Rz. 70
In Bayern wurde zur Besteuerung der Grundstücke als wirtschaftliche Einheiten des Grundvermögens (sog. Grundsteuer B) – abweichend vom Bundesrecht – ein wertunabhängiges – reines – "Flächenmodell" eingeführt.
In Abkehr vom Leistungsfähigkeitsprinzip wird vom bayerischen Gesetzgeber für die grundlegende Neuausrichtung der Ermittlung der Berechnungsgrundlage der sog. Grundsteuer B nach den Flächen der Grundstücke das Äquivalenzprinzip angeführt. Bei einer kommunalen Steuer, die an den Grundbesitz anknüpft, ergebe sich zwischen den öffentlichen Leistungen der Gemeinden für die Daseinsvorsorge und dem Steueraufkommen ein enger Zusammenhang. Die Flächen von Grund und Boden sowie Gebäude seien somit ein realitätsgerechter Verteilungsmaßstab für die von der örtlichen Kommune erbrachten – noch nicht durch Gebühren und Beiträge abgedeckten – öffentlichen Leistungen und der Intensität der jeweiligen Nutzung der kommunalen Infrastruktur.
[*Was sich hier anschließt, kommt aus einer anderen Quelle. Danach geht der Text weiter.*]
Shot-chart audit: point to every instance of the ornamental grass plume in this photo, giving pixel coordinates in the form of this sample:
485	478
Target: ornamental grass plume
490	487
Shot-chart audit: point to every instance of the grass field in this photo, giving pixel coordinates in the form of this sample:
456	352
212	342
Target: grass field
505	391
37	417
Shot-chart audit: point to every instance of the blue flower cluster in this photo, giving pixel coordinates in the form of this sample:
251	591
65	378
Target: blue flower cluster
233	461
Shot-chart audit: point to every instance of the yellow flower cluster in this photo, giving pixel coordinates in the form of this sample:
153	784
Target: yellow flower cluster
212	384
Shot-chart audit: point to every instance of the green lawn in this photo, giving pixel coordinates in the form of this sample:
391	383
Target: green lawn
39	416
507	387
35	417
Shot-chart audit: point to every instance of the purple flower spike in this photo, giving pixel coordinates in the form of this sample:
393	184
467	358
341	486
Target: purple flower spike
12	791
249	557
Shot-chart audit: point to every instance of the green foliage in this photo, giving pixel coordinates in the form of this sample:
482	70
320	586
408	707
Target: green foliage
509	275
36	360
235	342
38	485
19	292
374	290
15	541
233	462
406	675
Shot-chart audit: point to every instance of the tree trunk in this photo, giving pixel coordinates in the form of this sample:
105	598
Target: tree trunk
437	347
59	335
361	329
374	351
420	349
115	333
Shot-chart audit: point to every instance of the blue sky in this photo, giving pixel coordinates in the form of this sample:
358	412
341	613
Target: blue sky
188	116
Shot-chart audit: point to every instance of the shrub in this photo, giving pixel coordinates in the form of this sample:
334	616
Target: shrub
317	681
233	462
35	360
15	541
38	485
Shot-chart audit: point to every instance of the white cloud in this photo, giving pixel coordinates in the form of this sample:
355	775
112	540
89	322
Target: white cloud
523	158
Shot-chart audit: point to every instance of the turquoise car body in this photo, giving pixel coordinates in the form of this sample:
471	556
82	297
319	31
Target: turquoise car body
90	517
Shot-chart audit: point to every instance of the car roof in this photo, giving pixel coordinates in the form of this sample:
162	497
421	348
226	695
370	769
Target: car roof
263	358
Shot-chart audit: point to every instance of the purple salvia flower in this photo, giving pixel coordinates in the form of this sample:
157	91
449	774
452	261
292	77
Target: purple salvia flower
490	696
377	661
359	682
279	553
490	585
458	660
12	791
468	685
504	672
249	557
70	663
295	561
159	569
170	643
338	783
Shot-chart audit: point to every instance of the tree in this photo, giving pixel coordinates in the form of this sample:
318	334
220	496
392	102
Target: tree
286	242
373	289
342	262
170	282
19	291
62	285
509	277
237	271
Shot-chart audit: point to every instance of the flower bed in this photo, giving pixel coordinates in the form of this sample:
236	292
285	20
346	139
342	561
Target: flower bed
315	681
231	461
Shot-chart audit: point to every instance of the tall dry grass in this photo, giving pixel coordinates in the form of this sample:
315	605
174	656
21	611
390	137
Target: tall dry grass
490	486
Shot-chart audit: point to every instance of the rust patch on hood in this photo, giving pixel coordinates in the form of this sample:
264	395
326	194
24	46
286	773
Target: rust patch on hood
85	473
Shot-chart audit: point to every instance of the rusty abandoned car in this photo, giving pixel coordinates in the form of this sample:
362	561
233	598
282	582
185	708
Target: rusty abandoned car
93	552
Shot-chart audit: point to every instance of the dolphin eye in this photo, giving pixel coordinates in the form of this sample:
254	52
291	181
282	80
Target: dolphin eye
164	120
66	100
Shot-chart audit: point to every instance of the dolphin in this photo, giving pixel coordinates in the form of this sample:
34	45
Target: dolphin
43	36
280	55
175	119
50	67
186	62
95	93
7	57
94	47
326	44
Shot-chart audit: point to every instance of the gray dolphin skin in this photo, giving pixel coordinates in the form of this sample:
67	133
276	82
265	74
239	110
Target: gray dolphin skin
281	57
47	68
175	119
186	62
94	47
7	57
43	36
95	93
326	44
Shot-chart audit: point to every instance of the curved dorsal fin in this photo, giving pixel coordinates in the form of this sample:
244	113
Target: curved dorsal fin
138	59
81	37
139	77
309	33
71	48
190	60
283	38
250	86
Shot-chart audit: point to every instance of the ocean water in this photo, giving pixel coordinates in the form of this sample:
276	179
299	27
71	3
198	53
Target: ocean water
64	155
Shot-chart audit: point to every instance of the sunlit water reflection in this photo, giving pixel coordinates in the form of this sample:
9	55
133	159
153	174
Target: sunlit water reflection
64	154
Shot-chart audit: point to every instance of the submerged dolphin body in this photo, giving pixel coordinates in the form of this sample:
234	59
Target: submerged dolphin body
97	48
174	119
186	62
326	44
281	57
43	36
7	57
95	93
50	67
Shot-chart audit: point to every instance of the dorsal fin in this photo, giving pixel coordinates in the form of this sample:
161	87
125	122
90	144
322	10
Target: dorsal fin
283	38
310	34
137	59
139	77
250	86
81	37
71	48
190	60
Beim bayerischen – reinen – Flächenmodell sind weder der Wert noch die Lage der Grundstücke von Bedeutung. Gleich große und gleich genutzte Grundstücke werden somit innerhalb einer Gemeinde unabhängig davon, ob sie sich in einer guten oder schlechten Lage befinden, gleich belastet.
Trotz der weitreichenden Abweichungen im Bereich der sog. Grundsteuer B handelt es sich beim Bayerischen Grundsteuergesetz (BayGrStG) nicht um eine "Vollregelung" des gesamten Grundsteuer- und Bewertungsrechts, sondern lediglich um Abweichungen vom Bundesrecht, einschließlich erforderlicher Ergänzungen. Soweit der Landesgesetzgeber keine abweichenden Regelungen getroffen hat, findet das bundesgesetzlich geregelte Grundsteuer- und Bewertungsrecht als "partielles Bundesrecht" weiter Anwendung.
Rz. 71
Das bayerische Flächenmodell hält insbesondere auch für die Besteuerung der Grundstücke als wirtschaftliche Einheiten des Grundvermögens an dem dreistufigen Besteuerungsverfahren bei der Grundsteuer fest.
Auf der ersten Stufe werden für die Grundstücke als wirtschaftlichen Einheiten des Grundvermögens – abweichend von den Grundsteuerwerten im Bundesmodell – Äquivalenzbeträge für den Grund und Boden und die Gebäude (Wohn- und Nutzflächen) festgestellt. Hierzu werden die maßgeblichen Flächen von Grund und Boden sowie Gebäude mit landesrechtlichen sog. Äquivalenzzahlen multipliziert. Mit den unterschiedlichen Äquivalenzzahlen sollen keine Wertverhältnisse, sondern bestimmte Relationen für die Belastungsverteilung abgebildet werden. Die Äquivalenzbeträge werden erstmals auf den 1.1.2022 allgemein festgestellt (Hauptfeststellung). Weitere turnusmäßige Hauptfeststellungen sind nicht vorgesehen. In dem Feststellungsbescheid sind ergänzend auch Feststellungen zu treffen über die Fläche von Grund und Boden und die Gebäudeflächen, einschließlich ihrer Einordnung als Wohn- oder Nutzfläche. Die Äquivalenzbeträge werden gem. Art. 6 Abs. 3 BayGrStG im Wege einer Betrags- oder Flächenfortschreibung neu festgestellt, wenn ein Äquivalenzbetrag oder eine Fläche von der zuletzt getroffenen Feststellung abweicht und es für die Besteuerung von Bedeutung ist. Fehlerbeseitigende Fortschreibungen werden ebenfalls durchgeführt.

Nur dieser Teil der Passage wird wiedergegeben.